Octobering was a naming ceremony which occurred during the early era of the Soviet Union, which involved giving a name to a newborn, introduced by the state on the official basis of Marxist–Leninist atheism as an attempt to replace the religious tradition of christening.

[1][2] The term serves as a translation of two synonymous Soviet neologisms: Oktyabryenie, coined in an analogy to Kreshcheniye, literally, the sacrament of "baptism", and Oktyabriny instead of Krestiny [ru], the latter being a family celebration on the occasion of baptism.

Since the religious symbol of the Christian cross was replaced with the revolutionary symbol of Red Star (Russian: "krasnaya zvezda"), the ceremony was also called zvezdiny, in an analogy with krestiny, the term "to Christen" (Russian: okrestit) was replaced with the term ozvezdit.

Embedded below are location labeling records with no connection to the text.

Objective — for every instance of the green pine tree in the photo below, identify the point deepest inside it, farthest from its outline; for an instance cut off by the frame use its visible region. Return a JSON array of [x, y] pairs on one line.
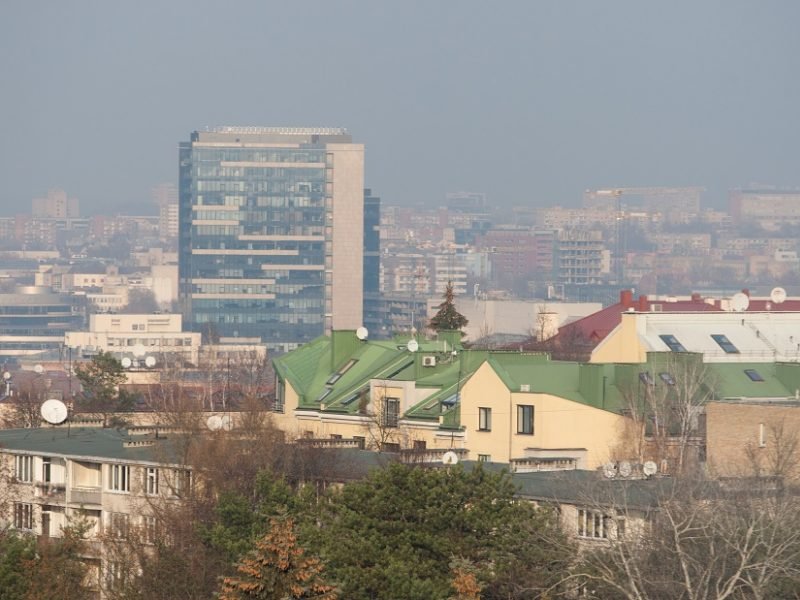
[[448, 318]]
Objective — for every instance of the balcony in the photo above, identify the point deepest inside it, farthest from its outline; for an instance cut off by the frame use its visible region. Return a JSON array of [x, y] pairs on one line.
[[85, 496], [51, 491]]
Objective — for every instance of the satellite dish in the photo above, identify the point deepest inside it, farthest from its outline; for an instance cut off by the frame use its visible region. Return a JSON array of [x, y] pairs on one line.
[[449, 458], [740, 302], [54, 411], [610, 470], [778, 296]]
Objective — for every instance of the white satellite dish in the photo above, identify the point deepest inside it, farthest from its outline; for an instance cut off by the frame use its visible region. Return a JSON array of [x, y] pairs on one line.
[[449, 458], [610, 470], [54, 411], [778, 296], [740, 302]]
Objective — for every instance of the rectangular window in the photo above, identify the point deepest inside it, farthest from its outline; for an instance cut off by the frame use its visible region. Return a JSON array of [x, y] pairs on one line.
[[484, 419], [391, 412], [23, 515], [725, 343], [753, 375], [119, 478], [118, 525], [151, 481], [672, 343], [592, 524], [24, 468], [525, 419]]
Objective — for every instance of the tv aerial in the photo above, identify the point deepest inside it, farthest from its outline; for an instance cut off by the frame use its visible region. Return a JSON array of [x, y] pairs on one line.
[[778, 296], [450, 458], [54, 411], [740, 302]]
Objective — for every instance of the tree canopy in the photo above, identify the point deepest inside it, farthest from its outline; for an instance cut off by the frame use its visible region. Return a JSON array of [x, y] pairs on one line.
[[448, 318]]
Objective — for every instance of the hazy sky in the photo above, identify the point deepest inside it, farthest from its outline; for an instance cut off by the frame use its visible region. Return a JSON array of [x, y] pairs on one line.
[[530, 102]]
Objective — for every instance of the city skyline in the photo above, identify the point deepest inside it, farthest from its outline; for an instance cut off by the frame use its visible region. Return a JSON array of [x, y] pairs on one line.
[[529, 105]]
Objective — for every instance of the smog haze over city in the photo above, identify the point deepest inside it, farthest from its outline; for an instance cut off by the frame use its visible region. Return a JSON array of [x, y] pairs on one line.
[[528, 102]]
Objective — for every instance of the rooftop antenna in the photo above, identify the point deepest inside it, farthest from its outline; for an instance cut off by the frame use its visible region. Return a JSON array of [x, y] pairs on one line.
[[54, 411], [449, 458], [778, 295], [740, 302]]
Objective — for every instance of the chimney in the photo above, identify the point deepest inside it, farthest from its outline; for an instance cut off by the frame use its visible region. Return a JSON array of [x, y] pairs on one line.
[[626, 298]]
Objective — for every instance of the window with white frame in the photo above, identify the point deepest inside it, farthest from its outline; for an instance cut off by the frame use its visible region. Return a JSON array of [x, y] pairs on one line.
[[593, 524], [484, 419], [525, 419], [151, 481], [149, 529], [24, 468], [119, 478], [391, 412], [23, 515]]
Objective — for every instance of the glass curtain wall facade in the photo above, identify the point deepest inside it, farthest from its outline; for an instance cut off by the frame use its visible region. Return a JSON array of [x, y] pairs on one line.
[[256, 235]]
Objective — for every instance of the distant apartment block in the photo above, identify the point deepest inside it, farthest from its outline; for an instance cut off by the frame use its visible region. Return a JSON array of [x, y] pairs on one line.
[[271, 233], [768, 208], [55, 206]]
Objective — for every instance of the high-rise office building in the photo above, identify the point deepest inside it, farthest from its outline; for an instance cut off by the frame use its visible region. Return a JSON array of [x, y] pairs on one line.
[[271, 233]]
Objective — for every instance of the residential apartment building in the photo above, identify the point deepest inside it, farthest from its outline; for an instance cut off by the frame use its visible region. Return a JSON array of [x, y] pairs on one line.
[[271, 233]]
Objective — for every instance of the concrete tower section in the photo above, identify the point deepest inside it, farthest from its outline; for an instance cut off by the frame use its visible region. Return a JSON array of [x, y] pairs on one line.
[[271, 233]]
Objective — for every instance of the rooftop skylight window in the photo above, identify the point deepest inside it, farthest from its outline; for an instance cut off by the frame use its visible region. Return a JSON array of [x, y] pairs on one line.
[[753, 375], [667, 378], [338, 375], [725, 343], [672, 343]]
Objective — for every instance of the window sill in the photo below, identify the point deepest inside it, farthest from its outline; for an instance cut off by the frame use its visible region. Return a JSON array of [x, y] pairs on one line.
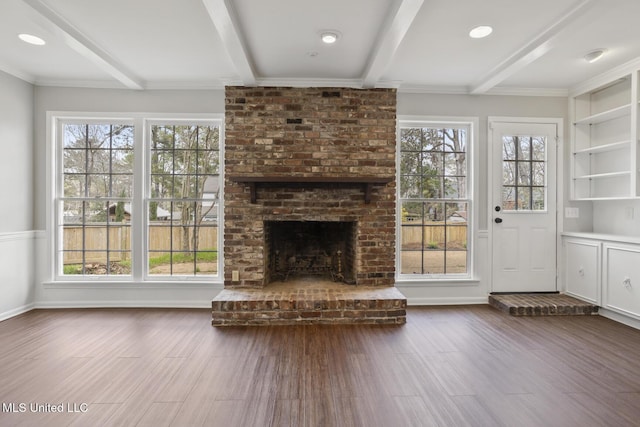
[[437, 282], [121, 284]]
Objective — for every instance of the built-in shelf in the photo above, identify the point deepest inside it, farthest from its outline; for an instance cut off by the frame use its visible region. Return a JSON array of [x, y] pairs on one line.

Despite being short-lived,[4] this so-called new Soviet rite contributed to the proliferation of the new names based on revolutionary phraseology, such as Oktyabrina, Vladlen (for Vladimir Lenin), etc.

[2] In the 1988 film Heart of a Dog there is an episode where a mother who brought a newborn baby girl to ozvezdit was given a choice of "revolutionary names": Barrikada, Bebelina, ...

Octobering in 1927.
Octobering in village, 1932.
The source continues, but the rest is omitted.